The New York Department of Public Service presented a proposal for updating the method by which NYISO determines peak load hours to the ISO’s Installed Capacity Working Group on Oct. 29.
The change would not affect the capacity market load forecast or installed reserve margin and is only being proposed for transmission owners’ capacity obligations to load-serving entities.
Chris Graves, chief of utility programs for the DPS Office of Regulatory Economics, explained that the department was recommending using the top 10 New York Control Area coincident peak load hours on non-holiday weekdays in July and August. This approach would provide a better allocation of capacity costs to LSEs and a more representative rate for retail customers, he argued.
“I want the demand side of the market to understand what hours are important so they can make decisions on how much capacity they want to be buying,” Graves said.
In most years, based on historic data, the top 10 hours will occur on three or more days. In situations where the top 10 hours occur in two days, all zones tend to peak at the same time. Graves said that if the ISO is forced to always use the top three days, rather than just the top 10 hours, the weight of the peak would be diluted, and the peak hours might not be representative.

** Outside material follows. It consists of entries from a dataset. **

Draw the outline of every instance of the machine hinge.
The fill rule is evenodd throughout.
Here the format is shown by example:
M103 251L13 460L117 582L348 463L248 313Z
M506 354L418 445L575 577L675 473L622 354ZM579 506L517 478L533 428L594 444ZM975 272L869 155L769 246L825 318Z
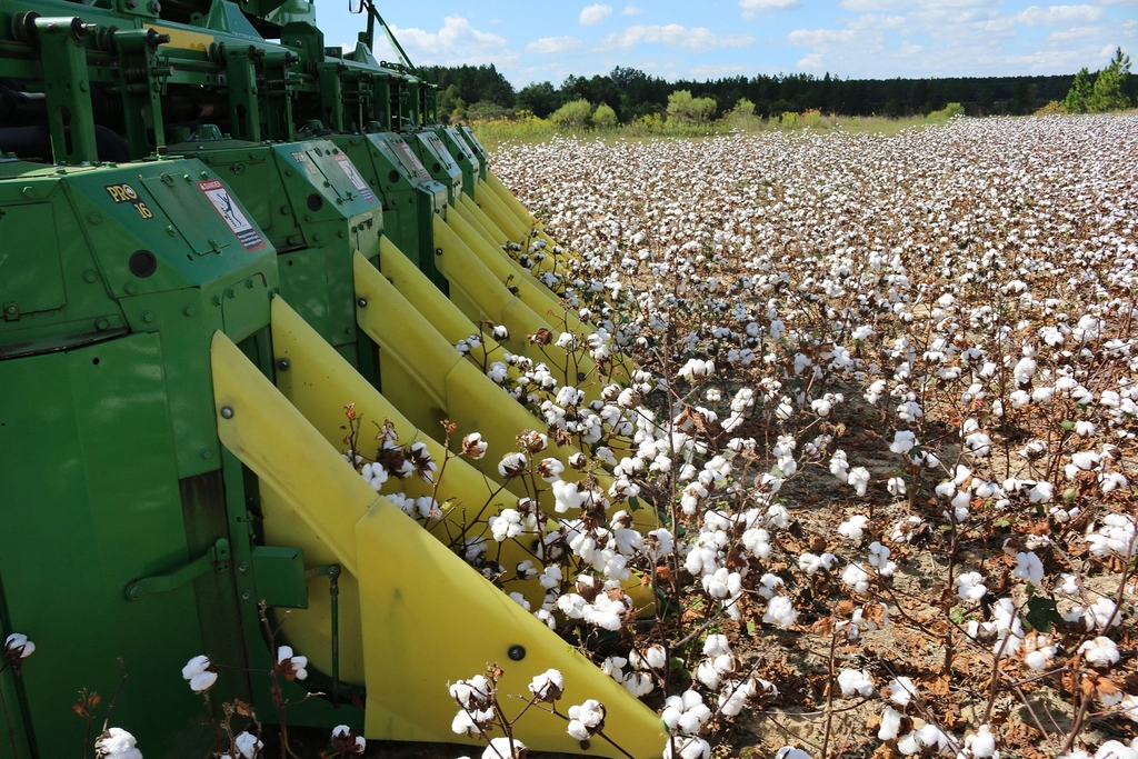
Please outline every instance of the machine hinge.
M126 600L138 601L151 593L167 593L180 588L190 580L205 575L214 564L229 561L229 541L223 537L217 538L217 542L209 546L205 554L168 575L155 575L154 577L131 580L126 585Z

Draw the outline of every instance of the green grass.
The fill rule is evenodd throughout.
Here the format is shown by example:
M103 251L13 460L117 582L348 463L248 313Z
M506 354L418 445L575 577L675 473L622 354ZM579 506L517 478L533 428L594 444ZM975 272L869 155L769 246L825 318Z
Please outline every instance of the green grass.
M884 116L833 116L823 115L816 110L805 114L785 113L769 119L758 116L728 117L717 122L695 124L665 118L657 114L642 116L630 124L618 124L611 129L562 129L553 122L526 114L518 118L495 118L475 121L471 126L478 139L494 150L510 143L545 142L553 137L577 135L599 139L605 142L617 140L654 140L671 139L706 139L732 133L758 132L814 132L825 133L833 130L866 134L897 134L915 126L927 124L945 124L950 113L934 112L927 117L909 116L905 118L885 118Z

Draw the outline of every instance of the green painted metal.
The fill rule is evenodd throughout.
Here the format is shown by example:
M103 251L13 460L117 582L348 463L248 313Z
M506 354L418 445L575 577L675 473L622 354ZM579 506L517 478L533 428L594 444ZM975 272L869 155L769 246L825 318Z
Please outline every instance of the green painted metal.
M438 127L431 132L438 137L451 158L462 171L462 191L473 198L475 184L485 176L478 155L470 148L462 131L456 126Z
M384 234L436 286L446 279L435 266L434 216L446 217L447 191L431 179L411 146L394 132L333 137L384 201Z
M308 580L300 548L253 546L253 576L261 601L271 607L308 608Z
M412 132L405 139L431 178L446 185L450 203L455 203L463 189L462 168L443 140L431 131Z
M39 645L0 674L20 759L77 750L71 704L109 698L118 653L115 721L148 757L212 744L179 677L198 653L237 668L215 707L275 718L258 602L306 605L304 558L264 545L259 484L217 440L209 338L287 371L281 292L381 385L353 254L385 232L445 291L434 217L485 176L437 88L371 41L327 48L305 0L0 0L0 632ZM26 124L43 143L6 148ZM330 695L284 685L290 724L362 727L331 659L306 683Z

The effort to identify more peak load hours dates back to at least 2021 when NYISO was considering expanding to more peak load hours so that TOs could use the information when allocating load obligations to generators and other LSEs in the capacity market.
Current practice only identifies the peak hour using reconstituted load data. This means that capacity resources that are not visible to NYISO in the real-time market are added back into the peak load hour as part of the load forecasting process.
Graves said that there is currently no adjustment to add back generation from resources not participating in the wholesale market, like rooftop solar or municipal generators.
In July 2021, NYISO recommended using the coincident peak load from the highest hour of the top three unique peak load days on non-holiday weekdays in July and August using actual load data.
Stakeholders, squinting at dense slides, voiced some skepticism. One stakeholder asked whether this was just making determination of peak hours more complex than necessary.
“Wouldn’t incentives be better if we set capacity accreditation factors in advance so people know what they are? If we set the weighting factors in advance, wouldn’t that improve incentives for load?” they asked.
Graves said it could improve incentives, but he wasn’t sure if it was cost-causative because the weightings change depending on the load shape.
Amanda De Vito Trinsey of Couch White, representing the large customer association Multiple Intervenors, said the group was “fiercely opposed” to the proposal.
Another stakeholder said that a straight average of 10 hours of load would “destroy the incentive to care about the actual peak” because averaging of that length of time would dilute the load.
“We got this yesterday morning, and we’ve been talking a bit, trying to noodle through this … but it seems like more work needs to be done,” they said.